In anticipation of its bicentennial in 2019, Memphis, Tennessee is taking big steps to revitalize one of its oldest neighborhoods. The downtown Pinch District was part of the city’s original plan, but for much of the last 40 years it has seen very little development. In fact, since July 2015 there has been a moratorium on new building permits and additional construction to existing buildings in the area. The Pinch District Concept Study has been put together by the city’s Division of Housing and Community Development, the Memphis/Shelby County Office of Planning and Development, and the Downtown Memphis Commission, with architecture and planning being handled by the Memphis office of Looney Ricks Kiss.
With a recent unanimous approval by the Land Use Control Board (LUCB), the study is on its way to the Memphis City Council. While in front of the LUCB, a resolution was added to the study to ensure that the master plan would act as an outline for future development rather than a true set of building regulations. If the study is approved by the City Council, the moratorium will likely be lifted, much to the pleasure of current Pinch land owners.
The study covers a nine-block area and calls for a diverse set of programs integrated into a mixed-use neighborhood.

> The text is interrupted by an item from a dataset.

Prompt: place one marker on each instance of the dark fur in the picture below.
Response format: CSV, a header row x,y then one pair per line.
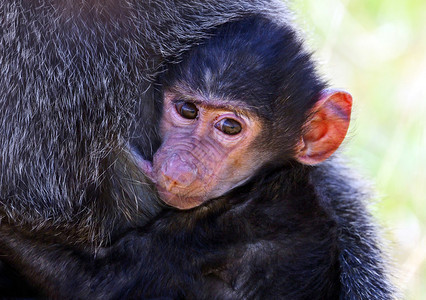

The proposed neighborhood is based on four main principles: “history/character,” “connected,” “mixed-use,” and “walkable neighborhood.” Pedestrian friendly streets, intersections, and green spaces are an important part of the plan. Additional connections to the Mississippi River, which runs just west of the site, and to the rest of the downtown under the I-40 expressway are also highlighted in the study.

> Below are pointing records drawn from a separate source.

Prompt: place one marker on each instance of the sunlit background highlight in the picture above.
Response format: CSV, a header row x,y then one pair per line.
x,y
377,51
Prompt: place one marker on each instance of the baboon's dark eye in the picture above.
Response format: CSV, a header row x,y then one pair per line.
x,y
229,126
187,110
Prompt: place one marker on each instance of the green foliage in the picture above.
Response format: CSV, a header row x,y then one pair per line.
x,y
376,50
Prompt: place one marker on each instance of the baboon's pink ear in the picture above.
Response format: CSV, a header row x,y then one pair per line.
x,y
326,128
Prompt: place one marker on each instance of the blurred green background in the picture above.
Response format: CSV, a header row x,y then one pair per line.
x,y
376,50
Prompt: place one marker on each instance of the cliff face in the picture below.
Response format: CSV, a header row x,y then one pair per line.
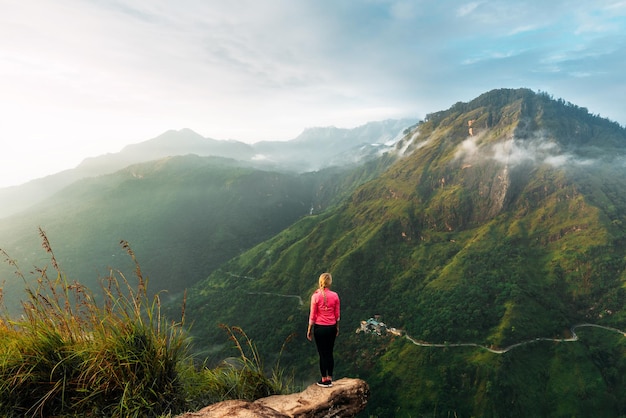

The residents of Memphis have had a long love/hate relationship with the Pyramid, which now promises to anchor a completely re-imagined Pinch. (City of Memphis)
While the neighborhood is decidedly underdeveloped, considering its location’s history, one major recent development looms over the Pinch. The Pyramid Arena, built in 1991, sits between the neighborhood and the water. When it was built, it was imagined that the area would be transformed into an entertainment district. After multiple attempts and failed plans through the late 1990s, the push was mostly abandoned. Originally it was used as a 20,142-seat sporting venue for the University of Memphis men’s basketball, as well as the NBA’s Memphis Grizzlies. Eventually, a new stadium built on the south side of the downtown left the Pyramid vacant. In 2015 the Pyramid reopened as a Bass Pro Shops megastore and hotel. It should be noted that Memphis is the second Memphis, after the ancient Egyptian city, so the pyramid sort of makes sense.

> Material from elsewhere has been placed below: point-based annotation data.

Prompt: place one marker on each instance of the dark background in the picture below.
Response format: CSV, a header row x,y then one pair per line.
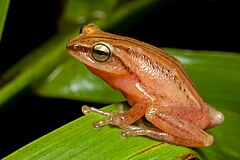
x,y
199,25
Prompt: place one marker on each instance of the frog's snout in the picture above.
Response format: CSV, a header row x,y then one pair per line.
x,y
215,117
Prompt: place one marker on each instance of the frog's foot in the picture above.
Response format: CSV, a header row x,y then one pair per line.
x,y
142,130
111,118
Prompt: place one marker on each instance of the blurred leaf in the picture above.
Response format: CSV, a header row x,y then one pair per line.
x,y
78,140
32,68
72,80
3,14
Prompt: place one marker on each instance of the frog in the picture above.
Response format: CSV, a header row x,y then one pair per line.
x,y
155,85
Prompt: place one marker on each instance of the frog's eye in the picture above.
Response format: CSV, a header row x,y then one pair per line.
x,y
81,29
101,52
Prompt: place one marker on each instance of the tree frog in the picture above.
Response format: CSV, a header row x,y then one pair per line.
x,y
155,85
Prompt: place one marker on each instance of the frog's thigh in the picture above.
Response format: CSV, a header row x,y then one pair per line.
x,y
184,132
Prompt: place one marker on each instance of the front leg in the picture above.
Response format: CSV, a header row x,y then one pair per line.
x,y
120,119
137,96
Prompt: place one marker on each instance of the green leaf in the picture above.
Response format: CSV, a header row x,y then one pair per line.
x,y
78,140
3,14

The Pinch itself was one of the first landing places for numerous immigrant populations including Irish, Italian, Russian, Greek, and Jewish communities. The name Pinch comes from the nickname of “Pinch-Gut” given to the area as a derogatory reference to the starving emaciated Irish immigrants escaping the potato famine of the mid-1800s.
While the new vision of the Pinch still has a long way to go before being realized, it would seem the area may be entering a new era in its long history.